Every day the students put in dummy invoices
What techniques work best? “We mimic professional production processes as close as we can . . . we don’t have individual teaching sessions as we are in from morning till evening - like in an office. We start with real industrial practices such as holding a production meeting every morning. The students are given set roles that they’ve applied for on a particular brief; this clarifies their specific responsibilities, they know what is expected of them within the team, and it makes them aware of their importance to our collective success.”
“At this time of year, I get them used to how a freelancer would work, so every day they are in, they are expected to put in dummy invoices for time spent on a project. I also try to instill a real-life skills management structure to get students to respond to each other and develop peer review skills.”

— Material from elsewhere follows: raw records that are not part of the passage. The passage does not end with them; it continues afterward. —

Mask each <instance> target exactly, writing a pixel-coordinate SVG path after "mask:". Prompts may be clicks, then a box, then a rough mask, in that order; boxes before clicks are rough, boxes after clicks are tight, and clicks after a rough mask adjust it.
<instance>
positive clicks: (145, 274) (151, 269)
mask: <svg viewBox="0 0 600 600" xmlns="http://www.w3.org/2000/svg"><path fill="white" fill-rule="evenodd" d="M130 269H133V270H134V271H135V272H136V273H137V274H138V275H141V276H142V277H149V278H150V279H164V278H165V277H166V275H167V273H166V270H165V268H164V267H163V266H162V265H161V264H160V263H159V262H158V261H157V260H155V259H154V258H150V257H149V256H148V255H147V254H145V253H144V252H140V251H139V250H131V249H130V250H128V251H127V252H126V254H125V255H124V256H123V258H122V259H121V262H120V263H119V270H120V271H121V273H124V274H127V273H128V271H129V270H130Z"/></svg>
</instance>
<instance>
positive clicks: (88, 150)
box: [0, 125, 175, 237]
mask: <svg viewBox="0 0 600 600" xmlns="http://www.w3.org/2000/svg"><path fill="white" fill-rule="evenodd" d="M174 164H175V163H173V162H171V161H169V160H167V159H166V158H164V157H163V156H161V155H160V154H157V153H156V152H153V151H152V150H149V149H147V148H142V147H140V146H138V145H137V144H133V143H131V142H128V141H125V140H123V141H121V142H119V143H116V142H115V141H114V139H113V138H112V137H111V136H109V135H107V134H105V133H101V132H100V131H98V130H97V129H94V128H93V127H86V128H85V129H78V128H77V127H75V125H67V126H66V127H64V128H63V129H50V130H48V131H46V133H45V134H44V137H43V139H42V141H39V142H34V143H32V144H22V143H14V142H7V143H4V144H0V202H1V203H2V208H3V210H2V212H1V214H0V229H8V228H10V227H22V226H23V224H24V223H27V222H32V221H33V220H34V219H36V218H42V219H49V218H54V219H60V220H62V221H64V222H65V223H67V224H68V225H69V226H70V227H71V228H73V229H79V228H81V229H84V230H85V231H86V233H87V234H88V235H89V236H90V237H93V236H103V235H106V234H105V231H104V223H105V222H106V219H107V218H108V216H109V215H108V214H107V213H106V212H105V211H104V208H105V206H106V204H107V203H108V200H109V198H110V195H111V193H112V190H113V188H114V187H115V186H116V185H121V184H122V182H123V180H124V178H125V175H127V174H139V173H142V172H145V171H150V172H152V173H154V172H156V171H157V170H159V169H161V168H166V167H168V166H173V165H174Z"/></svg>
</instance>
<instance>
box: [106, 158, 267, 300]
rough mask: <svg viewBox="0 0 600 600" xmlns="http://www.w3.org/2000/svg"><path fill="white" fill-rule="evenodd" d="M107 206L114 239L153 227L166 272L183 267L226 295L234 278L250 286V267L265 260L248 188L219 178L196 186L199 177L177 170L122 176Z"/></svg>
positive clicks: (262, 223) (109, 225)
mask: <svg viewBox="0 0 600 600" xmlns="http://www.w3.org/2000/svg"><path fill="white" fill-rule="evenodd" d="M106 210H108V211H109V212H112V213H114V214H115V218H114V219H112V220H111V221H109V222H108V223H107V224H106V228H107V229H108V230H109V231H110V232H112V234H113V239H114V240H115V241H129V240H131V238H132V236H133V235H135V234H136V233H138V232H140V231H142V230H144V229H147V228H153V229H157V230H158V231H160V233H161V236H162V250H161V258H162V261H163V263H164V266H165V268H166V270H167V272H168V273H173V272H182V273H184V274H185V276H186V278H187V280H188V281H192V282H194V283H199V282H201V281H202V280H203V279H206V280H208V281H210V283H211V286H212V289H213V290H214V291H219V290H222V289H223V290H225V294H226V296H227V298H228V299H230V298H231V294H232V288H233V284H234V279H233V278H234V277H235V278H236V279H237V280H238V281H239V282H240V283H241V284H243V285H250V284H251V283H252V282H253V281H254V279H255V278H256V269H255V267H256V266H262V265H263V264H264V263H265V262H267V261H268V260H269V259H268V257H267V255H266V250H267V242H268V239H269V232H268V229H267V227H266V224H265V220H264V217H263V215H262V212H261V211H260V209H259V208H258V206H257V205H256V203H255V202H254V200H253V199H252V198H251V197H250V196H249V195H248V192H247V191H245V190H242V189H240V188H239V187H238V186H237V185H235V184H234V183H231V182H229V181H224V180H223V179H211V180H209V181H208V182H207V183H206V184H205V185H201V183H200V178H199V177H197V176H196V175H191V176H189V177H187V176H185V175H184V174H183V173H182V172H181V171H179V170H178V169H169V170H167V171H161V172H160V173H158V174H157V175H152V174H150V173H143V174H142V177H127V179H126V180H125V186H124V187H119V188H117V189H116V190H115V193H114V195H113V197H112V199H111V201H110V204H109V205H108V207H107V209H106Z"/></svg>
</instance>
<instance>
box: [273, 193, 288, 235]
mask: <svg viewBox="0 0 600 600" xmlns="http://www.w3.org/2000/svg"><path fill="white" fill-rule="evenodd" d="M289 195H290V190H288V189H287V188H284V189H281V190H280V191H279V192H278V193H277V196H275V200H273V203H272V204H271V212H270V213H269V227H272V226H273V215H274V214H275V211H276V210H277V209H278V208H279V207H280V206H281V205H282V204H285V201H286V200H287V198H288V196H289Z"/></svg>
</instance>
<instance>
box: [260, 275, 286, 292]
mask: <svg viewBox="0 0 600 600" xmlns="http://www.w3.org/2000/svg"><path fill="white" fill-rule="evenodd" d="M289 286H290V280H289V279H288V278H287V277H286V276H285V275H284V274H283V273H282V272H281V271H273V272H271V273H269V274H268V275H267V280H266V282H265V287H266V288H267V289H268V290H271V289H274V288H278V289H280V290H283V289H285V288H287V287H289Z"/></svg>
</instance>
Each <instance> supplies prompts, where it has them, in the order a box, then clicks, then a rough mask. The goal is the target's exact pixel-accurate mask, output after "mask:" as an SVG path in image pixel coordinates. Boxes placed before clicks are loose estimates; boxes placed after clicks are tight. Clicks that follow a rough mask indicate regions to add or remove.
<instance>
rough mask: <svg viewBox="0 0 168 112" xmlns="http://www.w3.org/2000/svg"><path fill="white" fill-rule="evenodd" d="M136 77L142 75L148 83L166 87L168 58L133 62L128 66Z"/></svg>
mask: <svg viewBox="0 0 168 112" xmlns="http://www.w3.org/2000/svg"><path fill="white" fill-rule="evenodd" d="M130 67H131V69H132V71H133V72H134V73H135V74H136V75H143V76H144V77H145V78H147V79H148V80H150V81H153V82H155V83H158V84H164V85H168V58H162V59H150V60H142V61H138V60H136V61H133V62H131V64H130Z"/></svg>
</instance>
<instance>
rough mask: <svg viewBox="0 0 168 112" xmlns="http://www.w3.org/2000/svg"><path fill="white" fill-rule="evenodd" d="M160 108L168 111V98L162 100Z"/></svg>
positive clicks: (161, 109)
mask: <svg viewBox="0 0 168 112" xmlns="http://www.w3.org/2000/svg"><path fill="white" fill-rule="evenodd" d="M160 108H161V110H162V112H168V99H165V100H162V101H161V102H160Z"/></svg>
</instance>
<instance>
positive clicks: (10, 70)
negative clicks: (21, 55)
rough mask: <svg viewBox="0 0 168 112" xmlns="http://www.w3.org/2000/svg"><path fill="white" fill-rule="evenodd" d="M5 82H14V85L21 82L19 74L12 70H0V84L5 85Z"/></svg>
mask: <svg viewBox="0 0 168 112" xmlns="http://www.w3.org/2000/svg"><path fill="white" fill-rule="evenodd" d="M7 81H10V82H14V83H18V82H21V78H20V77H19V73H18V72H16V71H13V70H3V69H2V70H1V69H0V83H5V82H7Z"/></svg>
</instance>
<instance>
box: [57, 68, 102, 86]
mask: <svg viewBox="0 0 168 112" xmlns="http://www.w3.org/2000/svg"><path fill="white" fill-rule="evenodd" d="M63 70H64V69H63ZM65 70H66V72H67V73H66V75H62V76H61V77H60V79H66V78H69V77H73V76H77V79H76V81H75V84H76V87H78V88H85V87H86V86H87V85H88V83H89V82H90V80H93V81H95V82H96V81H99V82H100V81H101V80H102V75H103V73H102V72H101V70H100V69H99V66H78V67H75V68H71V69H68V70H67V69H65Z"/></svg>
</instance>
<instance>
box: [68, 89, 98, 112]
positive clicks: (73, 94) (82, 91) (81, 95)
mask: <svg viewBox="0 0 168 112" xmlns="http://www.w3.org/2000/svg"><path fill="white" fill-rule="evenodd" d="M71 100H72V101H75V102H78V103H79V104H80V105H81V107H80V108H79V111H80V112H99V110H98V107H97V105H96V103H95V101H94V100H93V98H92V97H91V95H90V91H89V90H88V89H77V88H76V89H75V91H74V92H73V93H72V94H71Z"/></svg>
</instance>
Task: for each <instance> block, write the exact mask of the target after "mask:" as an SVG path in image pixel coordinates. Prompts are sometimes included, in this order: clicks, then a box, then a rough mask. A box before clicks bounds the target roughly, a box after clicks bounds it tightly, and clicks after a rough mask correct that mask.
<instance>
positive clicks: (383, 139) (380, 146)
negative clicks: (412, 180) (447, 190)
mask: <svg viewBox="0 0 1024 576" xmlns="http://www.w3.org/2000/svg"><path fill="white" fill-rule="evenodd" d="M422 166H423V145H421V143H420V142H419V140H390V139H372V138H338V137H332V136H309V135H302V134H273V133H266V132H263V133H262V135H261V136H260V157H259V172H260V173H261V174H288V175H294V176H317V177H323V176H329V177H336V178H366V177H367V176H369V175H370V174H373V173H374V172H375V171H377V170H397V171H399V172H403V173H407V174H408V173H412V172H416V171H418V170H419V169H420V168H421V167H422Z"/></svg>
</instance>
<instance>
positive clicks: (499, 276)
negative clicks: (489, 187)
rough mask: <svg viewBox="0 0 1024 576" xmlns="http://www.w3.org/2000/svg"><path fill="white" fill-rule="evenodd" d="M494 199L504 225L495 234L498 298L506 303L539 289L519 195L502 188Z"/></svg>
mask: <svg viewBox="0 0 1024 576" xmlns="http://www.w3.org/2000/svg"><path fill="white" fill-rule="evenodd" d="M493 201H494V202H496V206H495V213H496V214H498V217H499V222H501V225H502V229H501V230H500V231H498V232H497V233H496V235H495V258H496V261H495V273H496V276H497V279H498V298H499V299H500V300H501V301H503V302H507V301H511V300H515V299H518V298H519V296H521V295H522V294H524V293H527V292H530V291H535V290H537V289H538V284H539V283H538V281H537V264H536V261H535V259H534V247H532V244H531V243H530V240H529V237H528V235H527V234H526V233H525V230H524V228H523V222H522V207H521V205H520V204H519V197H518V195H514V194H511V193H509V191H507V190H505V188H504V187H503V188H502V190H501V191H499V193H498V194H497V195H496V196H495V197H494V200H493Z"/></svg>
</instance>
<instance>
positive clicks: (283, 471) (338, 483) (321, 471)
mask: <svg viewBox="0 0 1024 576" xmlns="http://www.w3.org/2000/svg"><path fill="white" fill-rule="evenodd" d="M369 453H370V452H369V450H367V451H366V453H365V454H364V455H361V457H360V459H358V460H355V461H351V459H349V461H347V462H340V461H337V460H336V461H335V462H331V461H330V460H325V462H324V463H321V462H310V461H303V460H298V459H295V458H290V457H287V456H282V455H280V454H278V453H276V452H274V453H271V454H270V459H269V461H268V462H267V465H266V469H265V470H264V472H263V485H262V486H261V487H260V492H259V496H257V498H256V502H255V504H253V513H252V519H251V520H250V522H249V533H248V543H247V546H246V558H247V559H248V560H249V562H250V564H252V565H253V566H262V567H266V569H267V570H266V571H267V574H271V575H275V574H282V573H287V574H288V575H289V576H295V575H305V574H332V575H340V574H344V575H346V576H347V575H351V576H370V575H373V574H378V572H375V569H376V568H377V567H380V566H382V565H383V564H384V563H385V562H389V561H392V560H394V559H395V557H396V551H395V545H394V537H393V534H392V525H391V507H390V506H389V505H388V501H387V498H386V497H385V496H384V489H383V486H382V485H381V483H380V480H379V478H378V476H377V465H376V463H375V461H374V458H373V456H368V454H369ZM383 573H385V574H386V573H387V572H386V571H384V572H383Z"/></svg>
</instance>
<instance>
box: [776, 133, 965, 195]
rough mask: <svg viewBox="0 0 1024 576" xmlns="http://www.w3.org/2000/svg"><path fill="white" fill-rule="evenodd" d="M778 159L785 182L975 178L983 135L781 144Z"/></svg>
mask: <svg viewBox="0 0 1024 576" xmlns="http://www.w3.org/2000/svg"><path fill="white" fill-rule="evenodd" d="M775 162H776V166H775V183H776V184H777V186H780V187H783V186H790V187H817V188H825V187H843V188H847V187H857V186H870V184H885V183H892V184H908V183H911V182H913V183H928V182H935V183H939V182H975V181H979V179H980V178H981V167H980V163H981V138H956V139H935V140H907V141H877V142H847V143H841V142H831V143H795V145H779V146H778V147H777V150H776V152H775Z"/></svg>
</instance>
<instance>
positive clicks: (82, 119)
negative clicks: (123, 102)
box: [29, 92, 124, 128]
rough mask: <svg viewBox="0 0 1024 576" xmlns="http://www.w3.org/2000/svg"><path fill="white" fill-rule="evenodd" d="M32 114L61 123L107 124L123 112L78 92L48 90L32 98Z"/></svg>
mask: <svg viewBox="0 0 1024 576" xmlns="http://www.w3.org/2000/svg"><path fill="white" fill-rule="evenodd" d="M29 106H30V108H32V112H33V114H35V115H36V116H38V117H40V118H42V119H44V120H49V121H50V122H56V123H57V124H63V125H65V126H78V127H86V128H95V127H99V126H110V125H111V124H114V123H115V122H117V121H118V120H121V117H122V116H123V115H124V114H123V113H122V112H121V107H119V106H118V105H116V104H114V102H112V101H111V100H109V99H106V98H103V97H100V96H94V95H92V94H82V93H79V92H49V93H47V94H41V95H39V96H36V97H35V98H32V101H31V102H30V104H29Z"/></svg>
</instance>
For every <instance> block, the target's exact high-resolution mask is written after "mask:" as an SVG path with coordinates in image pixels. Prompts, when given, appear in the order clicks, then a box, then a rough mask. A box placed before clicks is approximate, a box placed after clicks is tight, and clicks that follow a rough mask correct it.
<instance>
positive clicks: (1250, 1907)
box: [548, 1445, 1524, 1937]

Lorraine assigns one student as project manager for a period and they will set a daily focus - such as creativity - and at the end of that day students rag-rate (give each other, including the product manager, a red, amber or green rating). The project manager can drop a fellow student to an amber, say, if something has not gone well, and they will then work peer to peer to plan how to improve that persons’ performance the next day. It’s a two-way process focused on mutual respect.
Finger puppets unlock the mystery of self-assessment
How does she lift the cohort on a ‘bad day’? “Eyes were glazing over during one session on taxation so the next day I asked them how they would like me to present it in a more exciting way. Somebody suggested finger puppets I’d used on a shoot earlier in the year and afterward they actually understood self-assessment! We had a bit of a laugh and they got it - which was the main thing.
“At other times we’ve used some leftover funding for weekly half-hour kickboxing sessions as a break from our computers during a stressful project we’d been working on eight hours a day. Or we’ve taken someone’s 'passion project’ idea such as creating their own YouTube channel on a certain subject. We all work on that for a short while, providing light relief and boosting the student’s confidence.”
Biggest challenge? “Persuading students not to limit how they see themselves. We regularly get in outside speakers to talk about different career paths, including - during lockdown - the Sun’s ex-defense editor and senior BBC TV producers.”
Lorraine describes her role as fulfilling, exciting and thrilling. To fully succeed in any similar creative environment, she says you have to want to get involved with your students. “Find out who they really are because you are dealing with individuals - not just a group.”